I can see and hear people reacting to this by wondering "Is she serious or is she pulling our legs?" Well, wonder no more! I mean everything I have said and am about to say.

 

I used to view my AUTISM as a major CURSE! I thought IT caused me to be withdrawn, weird, and very unacceptable.

I was wrong, because I have since found out that these are "behaviors" that I can usually control.

 

I’m not a "prisoner" of anything I refuse to LET control me. If I fight and never give up not only can I win, but I also help others win by the example I set and by explaining myself.

 

If I had given up, the "DARKNESS and SILENCE" that imprisoned me would have been the only "winners". My life and I would possess little or no meaning, and the true blessings of my AUTISM would have gone unnoticed and died unmourned.

 

THE GIFTS OF MY AUTISM

What do I see as the gifts that autism has given me? My incredible intelligence, unique insights, talent for improvisation, creativity in writing and music, wonderful memory, and awesome ability to teach and help others understand... I believe all of these are valuable "side-effects" of my AUTISM that far outweigh all of the "negatives". I am who I am at least partly because of what I am, and that includes AUTISM and how it has gifted my life.

 

HELPING US COMMUNICATE

I’m also very lucky I can hear well and that I have communication devices that make it possible for me to "speak." I believe these should be made available to all people with communication and/or hearing impairments. Children should be given them and trained how to use them at the earliest possible age, and similar training should be given to family members, friends, classmates, teachers, and anyone else working or playing with them.

 

It’s tough enough to live in total silence without anyone or anything making it harder in any way. Technology, education, increased awareness, and understanding are the best answers to making disabilities less disabling. Anyone who is deprived of these opportunities is left without both the right to communication of their own and a life that is better than any they might have without communication.
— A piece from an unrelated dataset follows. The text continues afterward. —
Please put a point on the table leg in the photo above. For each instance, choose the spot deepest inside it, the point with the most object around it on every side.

The only real answer is to enable; anything less only disables.

 

These days, I have unlearned most of my autistic-like behaviors and am much more open and friendly and like being with people. College has helped me learn to do this more and more. It has definitely been an incredible roller-coaster ride, but at least now it’s mostly fun instead of frightening, and I believe it will continue to be! Thank you all for listening today and for seeing and accepting me as a real person instead of just some "autism expert!" Thank you also for joining me on my journey and letting me share my gifts with you and allowing me to explain and educate!!!!